То особое положение, которое именно этот из моих дядьев занимал в моем сознании, объяснить было несложно. Будучи моложе, чем многие все еще продолжающие работать люди, он, как говорили, вышел в отставку, и поэтому я гораздо больше общался с ним, чем с остальными членами семьи. И, несмотря на то, что он был в некотором роде предметом насмешек, я немного боялся его, подобно тому, как ребенок боится ярко загримированного, шумного циркового клоуна; это объяснялось, по-видимому, какой-нибудь пьяной выходкой с его стороны, свидетелем которой я стал в раннем детстве и не понял, в чем дело. В то же самое время я любил его, по крайней мере, мог утверждать, что люблю, так как он был щедр на мелкие подарки и часто с удовольствием разговаривал со мной, когда все остальные были «слишком заняты».
Причину, из-за которой мой дядя обещал мне подарок, я уже забыл. Это не был мой день рождения или Рождество: я до сих пор живо представляю себе жаркие пыльные улицы, по сторонам которых клены неподвижно свесили свои пожухлые листья. Но такое обещание он дал, и у меня не было ни малейших колебаний относительно того, что я хочу.
Не щенка колли, как у малыша Таркингтона, и даже не велосипед (у меня он уже был). Нет, я хотел (как современно это звучит сейчас) звукозапись. Не какую-то конкретную запись, хотя если бы я мог выбирать, то предпочел, наверное, какой-нибудь популярный в то время комедийный монолог или военный марш; просто свою собственную пластинку. Родители незадолго до того приобрели новый граммофон и мне не разрешали им пользоваться, боясь, что я поцарапаю нежные восковые диски. Если бы у меня была своя собственная пластинка, этот аргумент потерял бы всякую силу. Дядя согласился и обещал, что после обеда (в те времена обедали в два часа) мы прогуляемся за 8 или 10 кварталов, отделявших тогда этот дом от делового центра города, и тайком от родителей купим пластинку.

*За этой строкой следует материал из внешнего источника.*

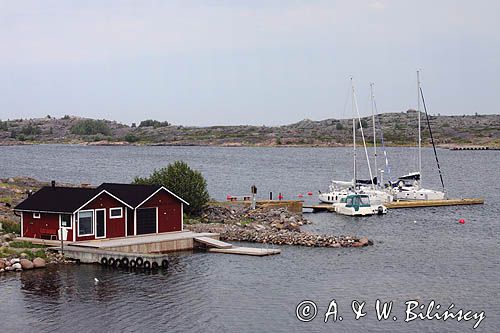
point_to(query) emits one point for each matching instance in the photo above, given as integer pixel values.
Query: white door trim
(103, 209)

Я сейчас не помню, из чего состоял тот обед, — он слился в моей памяти со многими другими, проходившими в этой темной комнате, отделанной дубом. На стол обычно подавали тушеную курицу с клецками, картошкой, отварные овощи и, разумеется, хлеб и сливочное масло. За ними следовали пирог и кофе, а потом отец с дядей выходили на парадное крыльцо, именовавшееся «верандой», чтобы выкурить по сигаре. В тот раз, когда отец уехал в контору, мне удалось, наконец, донять дядю своими требованиями, и мы отправились.

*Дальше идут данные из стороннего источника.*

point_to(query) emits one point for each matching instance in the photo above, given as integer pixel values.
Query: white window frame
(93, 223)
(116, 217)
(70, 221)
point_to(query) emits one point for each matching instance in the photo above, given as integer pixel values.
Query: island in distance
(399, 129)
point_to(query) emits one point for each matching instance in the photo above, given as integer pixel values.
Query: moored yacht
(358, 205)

С этого момента я помню все до мелочей. Мы тащились по жаре, он в соломенном канотье и бело-голубом полосатом костюме из льняной ткани, столь же широком и объемистом, как ризы женщин, изображенных на картинках в нашей фамильной библии, я в костюмчике французского матроса, полосатой рубашке под блузой и в шапочке с помпончиком и золотой надписью «Неукротимый». Время от времени я дергал дядю за руку, хоть это мне не нравилось, поскольку дядина рука была мягкой и влажной, да еще от него исходил отвратительный запах.

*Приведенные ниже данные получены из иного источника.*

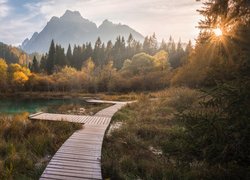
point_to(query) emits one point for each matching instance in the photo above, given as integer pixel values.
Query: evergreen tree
(97, 52)
(69, 55)
(50, 64)
(35, 65)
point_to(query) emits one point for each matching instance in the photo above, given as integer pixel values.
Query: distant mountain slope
(13, 55)
(74, 29)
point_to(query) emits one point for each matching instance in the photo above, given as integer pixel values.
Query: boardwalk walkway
(80, 156)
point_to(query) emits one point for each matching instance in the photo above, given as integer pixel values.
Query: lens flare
(218, 32)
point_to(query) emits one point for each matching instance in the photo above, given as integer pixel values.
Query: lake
(14, 106)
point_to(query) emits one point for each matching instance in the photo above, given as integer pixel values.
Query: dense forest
(202, 128)
(125, 66)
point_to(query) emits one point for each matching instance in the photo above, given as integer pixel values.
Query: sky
(19, 19)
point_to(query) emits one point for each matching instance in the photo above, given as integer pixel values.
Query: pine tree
(69, 55)
(35, 65)
(50, 65)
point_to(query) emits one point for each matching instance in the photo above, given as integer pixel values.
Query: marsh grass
(141, 147)
(172, 135)
(27, 146)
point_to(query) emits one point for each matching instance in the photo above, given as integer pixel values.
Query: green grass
(155, 142)
(27, 146)
(139, 148)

Когда мы были в одном квартале от Мэйн-стрит, дядя пожаловался на плохое самочувствие, и я потребовал прибавить шагу, чтобы он мог пораньше вернуться домой и прилечь. На Мэйн-стрит он плюхнулся на скамейку и пробормотал что-то о Фреде Крофте, который был нашим семейным врачом и школьным приятелем дяди. К этому моменту я совершенно обезумел от страха за то, что мы повернем обратно, и я лишусь (как мне казалось навсегда) доступа к граммофону. Я также заметил, что обычно огненно-красное дядино лицо резко побледнело, и сделал вывод, что его вот-вот «стошнит». Эта перспектива бросила меня в крайнее отчаяние. Я настойчиво потребовал дать мне деньги, говоря, что смогу за мгновение ока пробежать оставшиеся до магазина полквартала. Он лишь застонал и вновь сказал, чтобы я привел Фреда Крофта. Я помню, как он снял свою соломенную шляпу и стал обмахиваться ею; августовское солнце беспрепятственно припекало его лысую голову.